Baca juga: Seniman drama gong tradisi Badung angkat nilai kepahlawanan di PKB
Sekretaris Sanggar Sudha Wirad I Putu Wahyudi Cahaya Putra mengungkapkan melalui pementasan pihaknya mengajak generasi muda untuk melestarikan budaya dengan membawa pesan untuk bagaimana menyikapi hidup di antara masa dulu dan kekinian.
Pada pementasannya, Sanggar Seni Sudha Wirad membuka penampilan dengan sajian tabuh kreasi dengan ritme yang beragam sebagai refleksi musik sebagai ruang yang memberi tempat bagi segala perbedaan untuk bersuara.

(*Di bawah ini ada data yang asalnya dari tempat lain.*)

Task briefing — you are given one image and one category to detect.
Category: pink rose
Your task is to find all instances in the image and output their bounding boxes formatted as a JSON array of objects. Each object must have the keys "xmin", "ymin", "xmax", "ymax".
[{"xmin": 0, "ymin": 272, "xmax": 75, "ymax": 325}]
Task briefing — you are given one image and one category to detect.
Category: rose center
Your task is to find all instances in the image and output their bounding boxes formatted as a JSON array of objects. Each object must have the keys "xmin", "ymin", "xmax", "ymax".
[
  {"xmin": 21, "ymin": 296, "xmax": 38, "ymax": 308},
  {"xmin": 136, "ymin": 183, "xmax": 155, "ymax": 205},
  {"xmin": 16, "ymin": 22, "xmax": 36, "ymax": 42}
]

Penampilan dilanjutkan dengan pementasan tari Tedung Sari yang terinspirasi dari keberadaan sebuah properti yang sehari-hari digunakan masyarakat bali sebagai sarana prasarana upacara.

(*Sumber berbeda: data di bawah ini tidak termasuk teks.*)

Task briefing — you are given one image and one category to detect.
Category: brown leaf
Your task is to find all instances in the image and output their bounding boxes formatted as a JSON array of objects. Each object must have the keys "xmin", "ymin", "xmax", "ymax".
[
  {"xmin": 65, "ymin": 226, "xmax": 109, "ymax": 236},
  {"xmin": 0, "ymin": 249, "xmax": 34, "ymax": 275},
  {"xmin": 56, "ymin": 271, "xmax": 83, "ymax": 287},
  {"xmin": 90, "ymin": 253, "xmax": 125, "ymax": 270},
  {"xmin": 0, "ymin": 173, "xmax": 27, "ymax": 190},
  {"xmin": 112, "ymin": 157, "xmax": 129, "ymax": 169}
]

“Sebagai pertunjukan terakhir kami menampilkan dolanan bertajuk Kidal Kidul yang ditampilkan anak-anak secara atraktif di atas panggung untuk menghibur ribuan penonton di lokasi pementasan,” kata dia.

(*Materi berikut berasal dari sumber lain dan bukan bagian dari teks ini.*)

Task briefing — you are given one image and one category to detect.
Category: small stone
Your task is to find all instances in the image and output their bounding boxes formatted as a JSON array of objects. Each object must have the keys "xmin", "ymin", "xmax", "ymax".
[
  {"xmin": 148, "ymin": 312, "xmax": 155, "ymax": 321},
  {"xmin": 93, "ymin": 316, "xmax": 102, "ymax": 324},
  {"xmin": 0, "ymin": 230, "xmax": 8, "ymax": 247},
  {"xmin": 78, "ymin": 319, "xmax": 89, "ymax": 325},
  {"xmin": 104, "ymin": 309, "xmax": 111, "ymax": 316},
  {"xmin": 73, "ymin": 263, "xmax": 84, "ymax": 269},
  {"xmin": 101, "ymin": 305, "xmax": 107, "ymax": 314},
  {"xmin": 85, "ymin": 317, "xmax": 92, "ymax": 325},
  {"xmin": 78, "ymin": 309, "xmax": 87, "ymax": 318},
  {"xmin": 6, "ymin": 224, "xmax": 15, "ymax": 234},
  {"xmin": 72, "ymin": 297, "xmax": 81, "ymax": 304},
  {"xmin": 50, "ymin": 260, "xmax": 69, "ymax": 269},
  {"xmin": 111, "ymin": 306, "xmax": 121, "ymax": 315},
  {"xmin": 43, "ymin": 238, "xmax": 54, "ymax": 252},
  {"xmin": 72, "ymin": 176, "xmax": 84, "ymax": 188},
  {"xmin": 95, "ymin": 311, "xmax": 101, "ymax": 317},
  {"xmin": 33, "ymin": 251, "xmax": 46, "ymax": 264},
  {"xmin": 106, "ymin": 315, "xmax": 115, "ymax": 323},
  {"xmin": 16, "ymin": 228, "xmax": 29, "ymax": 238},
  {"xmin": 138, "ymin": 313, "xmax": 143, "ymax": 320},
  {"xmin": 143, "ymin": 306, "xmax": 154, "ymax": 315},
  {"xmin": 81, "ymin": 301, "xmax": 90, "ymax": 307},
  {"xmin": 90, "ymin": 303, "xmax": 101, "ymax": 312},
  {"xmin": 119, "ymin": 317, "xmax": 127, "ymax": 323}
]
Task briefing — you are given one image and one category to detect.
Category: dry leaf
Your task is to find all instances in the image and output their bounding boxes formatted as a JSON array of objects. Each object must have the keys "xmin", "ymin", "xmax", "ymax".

Baca juga: Wamenpar yakini Pesta Kesenian Bali beri kontribusi untuk pariwisata
Putu Wahyudi menjelaskan dolanan “Kidal Kidul” memberikan gambaran banyaknya perbedaan yang terjadi seiring perubahan zaman.
Menurut dia, anak-anak di masa kini memiliki beragam pilihan permainan, baik permainan tradisional maupun modern. Namun tantangannya adalah menyesuaikan diri, tidak terpaku pada yang kuno, juga tidak larut pada hal modern.
“Oleh karena itu, di atas panggung kami menyajikan dua jenis permainan. Pada permainan tradisional, ditampilkan permainan melayangan dan medagang-dagangan. Sedangkan permainan modern lebih pada penggunaan teknologi seperti game dan vlog,” kata dia.
Ia menambahkan tema itu diangkat terinspirasi dari fenoemena di wilayah Canggu sebagai salah satu wilayah Badung yang cukup maju di sektor pariwisata, namun anak-anak harus tetap memiliki ruang untuk bermain permainan tradisonal dan modern.
“Jadi, kami mencoba menuangkan fenomena itu ke dalam garapan seni dan juga berbagai properti yang mendukung. Di sini kami memberi pesan betapa pentingnya menjaga diri dari pengaruh modernisasi khususnya di gawai,” kata Putu Wahyudi.